Oui, sans doute, si elle entre concrètement en application un jour, si chaque établissement ne met pas en oeuvre des stratégies de contournement pour "faire comme si" elle l'appliquait alors que rien ne change, si ... Bref, c'est pas gagné.
Que ce soit au sujet de cette réforme ou au sujet de dispositifs pédagogiques variés (la classe inversée, l'évaluation par compétences dans toutes ses déclinaisons, les travaux interdisciplinaires, l'aide personnalisée, etc.), on nous ressert en permanence de "l'innovation pédagogique". Révolution salvatrice pour les uns, menace des libertés pédagogiques pour les autres, usine à gaz pour d'autres encore (encore qu'il puisse y avoir intersection non vide), ce qui est sûr, c'est qu'en fait on ne réinvente rien. On recycle, on modifie, on adapte, on répète, mais au final même notre réforme actuelle n'invente rien.
Louis Legrand est mort le 20 octobre. Louis Legrand était un homme qui réfléchit, qui s'engage, et il s'en est pris plein la tête.

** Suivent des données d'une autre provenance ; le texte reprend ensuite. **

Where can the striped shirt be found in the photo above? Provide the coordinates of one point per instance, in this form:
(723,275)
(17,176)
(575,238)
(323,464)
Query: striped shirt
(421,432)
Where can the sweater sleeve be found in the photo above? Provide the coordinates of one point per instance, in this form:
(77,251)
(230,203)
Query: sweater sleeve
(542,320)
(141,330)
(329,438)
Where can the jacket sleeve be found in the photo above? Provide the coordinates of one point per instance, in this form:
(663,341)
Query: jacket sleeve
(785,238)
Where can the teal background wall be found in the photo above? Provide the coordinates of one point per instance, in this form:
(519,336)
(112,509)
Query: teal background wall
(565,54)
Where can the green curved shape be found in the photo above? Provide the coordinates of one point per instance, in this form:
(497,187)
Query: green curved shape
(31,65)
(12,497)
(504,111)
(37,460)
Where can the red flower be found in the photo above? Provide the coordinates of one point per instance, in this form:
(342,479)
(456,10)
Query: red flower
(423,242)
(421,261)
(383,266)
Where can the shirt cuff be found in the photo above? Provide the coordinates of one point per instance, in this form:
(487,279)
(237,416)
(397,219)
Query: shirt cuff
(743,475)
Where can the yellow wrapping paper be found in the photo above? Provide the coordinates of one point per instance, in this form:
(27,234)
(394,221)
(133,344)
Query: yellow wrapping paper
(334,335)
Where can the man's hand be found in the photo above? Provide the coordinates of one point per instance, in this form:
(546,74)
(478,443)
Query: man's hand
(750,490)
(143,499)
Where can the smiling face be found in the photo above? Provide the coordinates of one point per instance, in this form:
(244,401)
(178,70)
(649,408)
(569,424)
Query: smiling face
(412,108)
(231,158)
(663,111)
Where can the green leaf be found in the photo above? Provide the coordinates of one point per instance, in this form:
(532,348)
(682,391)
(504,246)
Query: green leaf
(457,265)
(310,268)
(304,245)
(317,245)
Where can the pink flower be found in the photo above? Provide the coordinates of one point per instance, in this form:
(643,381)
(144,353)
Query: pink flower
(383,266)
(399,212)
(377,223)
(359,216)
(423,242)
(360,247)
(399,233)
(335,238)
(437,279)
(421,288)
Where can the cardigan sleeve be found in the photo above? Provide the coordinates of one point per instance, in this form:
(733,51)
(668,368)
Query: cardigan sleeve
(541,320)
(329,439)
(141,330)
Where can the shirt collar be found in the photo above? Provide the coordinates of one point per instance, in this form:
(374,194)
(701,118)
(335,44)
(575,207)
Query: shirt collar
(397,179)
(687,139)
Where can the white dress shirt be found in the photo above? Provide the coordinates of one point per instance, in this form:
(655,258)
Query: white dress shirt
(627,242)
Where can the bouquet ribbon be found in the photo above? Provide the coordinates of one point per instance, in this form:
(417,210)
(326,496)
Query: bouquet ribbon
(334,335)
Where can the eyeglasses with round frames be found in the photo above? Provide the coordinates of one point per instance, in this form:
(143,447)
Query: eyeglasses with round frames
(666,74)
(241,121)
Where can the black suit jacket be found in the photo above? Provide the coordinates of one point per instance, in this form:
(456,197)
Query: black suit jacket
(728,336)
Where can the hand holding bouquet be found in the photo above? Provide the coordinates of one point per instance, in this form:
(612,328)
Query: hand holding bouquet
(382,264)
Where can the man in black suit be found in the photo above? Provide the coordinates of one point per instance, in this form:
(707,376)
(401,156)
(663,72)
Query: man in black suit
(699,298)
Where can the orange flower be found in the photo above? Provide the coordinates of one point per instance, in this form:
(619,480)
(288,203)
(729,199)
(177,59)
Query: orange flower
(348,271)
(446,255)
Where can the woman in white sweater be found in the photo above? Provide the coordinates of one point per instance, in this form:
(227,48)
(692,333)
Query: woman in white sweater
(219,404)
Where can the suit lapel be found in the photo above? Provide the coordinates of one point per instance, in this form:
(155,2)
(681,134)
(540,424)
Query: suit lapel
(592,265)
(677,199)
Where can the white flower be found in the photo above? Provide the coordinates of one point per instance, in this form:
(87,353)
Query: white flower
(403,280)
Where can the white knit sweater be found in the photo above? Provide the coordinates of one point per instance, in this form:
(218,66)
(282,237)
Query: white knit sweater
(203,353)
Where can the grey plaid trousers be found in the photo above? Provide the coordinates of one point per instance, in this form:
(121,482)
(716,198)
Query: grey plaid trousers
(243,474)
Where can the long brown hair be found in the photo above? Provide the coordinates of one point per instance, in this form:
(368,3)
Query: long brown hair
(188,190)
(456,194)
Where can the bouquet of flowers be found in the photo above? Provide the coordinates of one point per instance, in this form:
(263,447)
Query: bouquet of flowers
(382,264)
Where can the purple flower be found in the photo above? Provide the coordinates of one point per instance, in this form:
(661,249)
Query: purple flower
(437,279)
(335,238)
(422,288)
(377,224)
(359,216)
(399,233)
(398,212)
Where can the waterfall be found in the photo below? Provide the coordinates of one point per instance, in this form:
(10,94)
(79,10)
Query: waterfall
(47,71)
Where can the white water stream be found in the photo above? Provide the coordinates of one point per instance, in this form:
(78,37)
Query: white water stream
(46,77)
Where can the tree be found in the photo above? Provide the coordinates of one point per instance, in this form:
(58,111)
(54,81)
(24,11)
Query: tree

Dès les années 70, il voyait en la pédagogie différenciée une réponse à l’hétérogénéité des publics scolaires, et proposait une pédagogie fonctionnelle, qui met l'élève face à une situation problème, qui l'amène à éprouver le besoin d’apprendre et donc à développer une réelle motivation pour apprendre. Il souhaitait l'autonomie des établissements, en particulier du point de vue de l'organisation pédagogique et des contenus des enseignements. Le rapport qu'il avait remis au ministre de l'éducation en 1982 préconisait la pédagogie de projet, en interdisciplinarité... Dans l'article du Monde qui lui est consacré, on lit qu' "il proposait une redéfinition du service hebdomadaire des enseignants dans le sens d’une présence accrue dans l’établissement : seize heures de cours pour tous (agrégés compris), trois heures de tutorat et trois heures de concertation."
La réforme actuelle, elle paraît pâlichonne par rapport à ce que proposait monsieur Legrand. Lui, il a continué d'oeuvrer pour l'éducation, pour les jeunes, pour les profs, certainement pour lui-même aussi, pour comprendre. Mais il avait subi la colère organisée des syndicats et des médias, des soi-disant bien-pensants pour la communauté, qui n'ont été que des frileux corporatistes.
En fait, rien ne change. Ni les essais d'évolution, ni le bouillonnement intellectuel et les expérimentations plus ou moins isolées des profs seuls devant leurs classes, refusant de se résigner devant les difficultés de leurs élèves... Ni les arguments opposés, les débats sans fin, souvent creux, parfois violents, les réactions de frustration.
On n'innove pas, on s'enkyste. Mais ça en coûte, de l'argent, de l'énergie et du temps.